Personal information
- Full name: Keith Patrick James McNaughton
- Born: 20 August 1921 Richmond, Victoria
- Died: 30 May 2000 (aged 78)
- Original team: Victoria Brewery
- Height: 177 cm (5 ft 10 in)
- Weight: 72 kg (159 lb)

Playing career^{1}
- Years: Club / Games (Goals)
- 1940: South Melbourne / 1 (0)
- ^{1} Playing statistics correct to the end of 1940.

= Keith McNaughton =

Australian rules footballer and boxer (1921–2000)

Keith Patrick James McNaughton (20 August 1921 – 30 May 2000) was an Australian rules footballer and boxer who competed professionally in both sports.

McNaughton played one senior game with South Melbourne in the Victorian Football League (VFL) in 1940. Following his football pursuits, he forged a successful professional boxing career around Australia under the name Al Moran. McNaughton fought in 23 bouts across more than six years for a 15–7 record, and was runner-up in the 1946 Victorian state welterweight title fight.

==Football career==
As a schoolboy, at Mount Carmel College, Middle Park, McNaughton had been trained by the ex-Collingwood footballer and 1924 Stawell Gift winner Bill Twomey (who, at the time, was also the coach of the South Melbourne Seconds), and he had been captain of the school's football team.

McNaughton played for South Sydney, without a clearance from any Victorian football authority, at the age of 16, in the Sydney Football League in 1937. Because he had played in Sydney without a clearance, he was considered to be an interstate player when he returned to Victoria (in November 1937); and, under the rules of the time, was prevented from signing with a VFL (or VFL-affiliated) team for two years. McNaughton was recruited from the Victoria Brewery team for the final game of the 1940 season.

==Boxing career==
Listed at the start of the 1941 season among the "players to train with Seconds" at South Melbourne, McNaughton gave up football and became a professional boxer, fighting as a welterweight under the name of Al Moran.
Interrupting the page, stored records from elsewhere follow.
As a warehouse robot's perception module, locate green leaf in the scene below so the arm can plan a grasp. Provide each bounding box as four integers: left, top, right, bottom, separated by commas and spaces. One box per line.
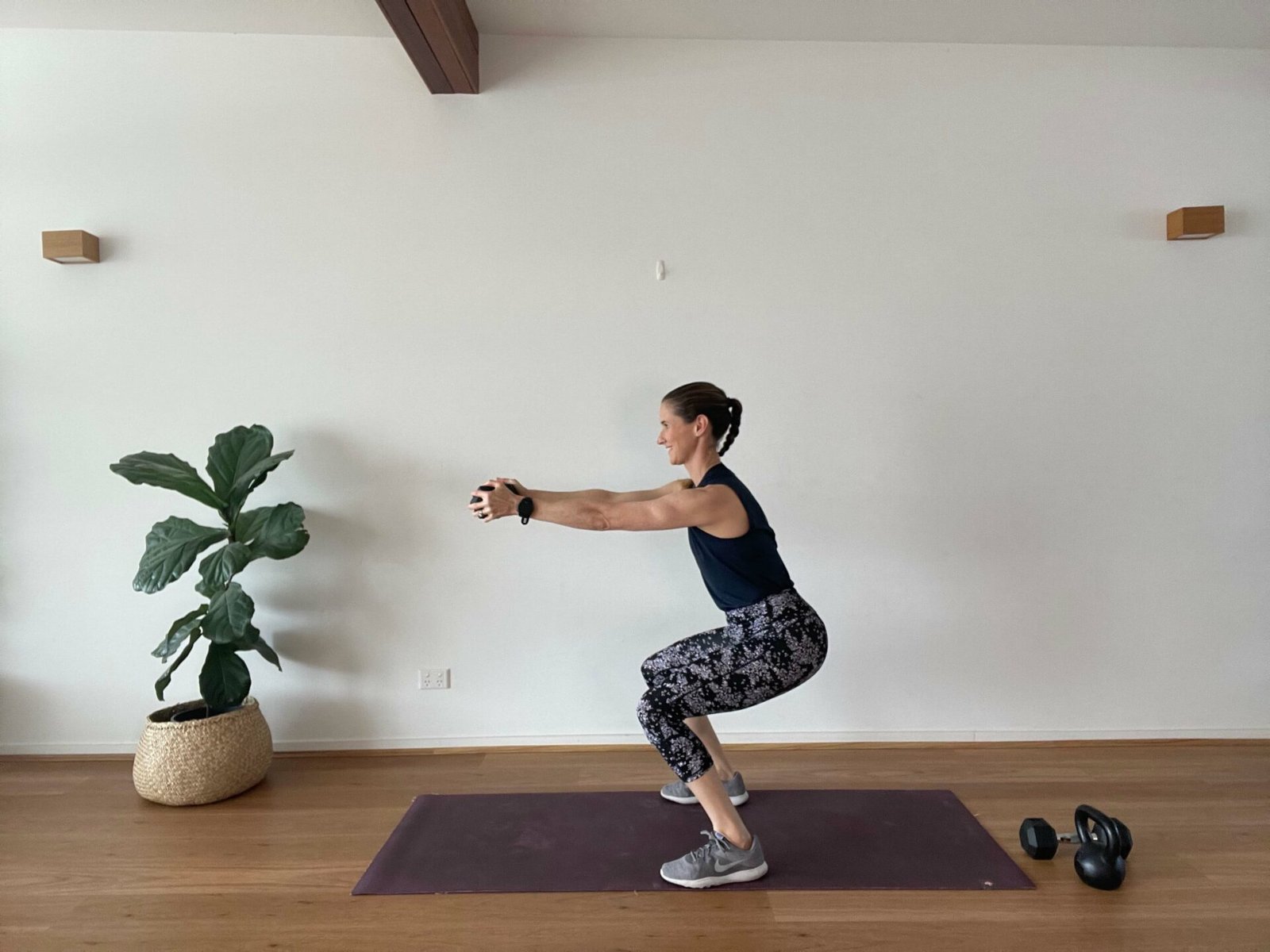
132, 516, 229, 595
155, 628, 202, 701
110, 452, 227, 510
230, 449, 296, 516
233, 503, 309, 559
233, 624, 282, 671
207, 424, 273, 500
150, 605, 207, 660
194, 542, 252, 598
198, 645, 252, 707
207, 424, 294, 523
202, 582, 256, 645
In his last fight, in 1948 at the West Melbourne Stadium against Clem Sands of Newcastle, "Moran survived a torrid attack... was in an ace of being knocked out... in a dramatic last round... and won on points".

==Later life==
In 1949, it was reported that "Al Moran has opened a grill bar and hamburger shop in Victoria Street, Richmond".

McNaughton died on 30 May 2000, at the age of 78.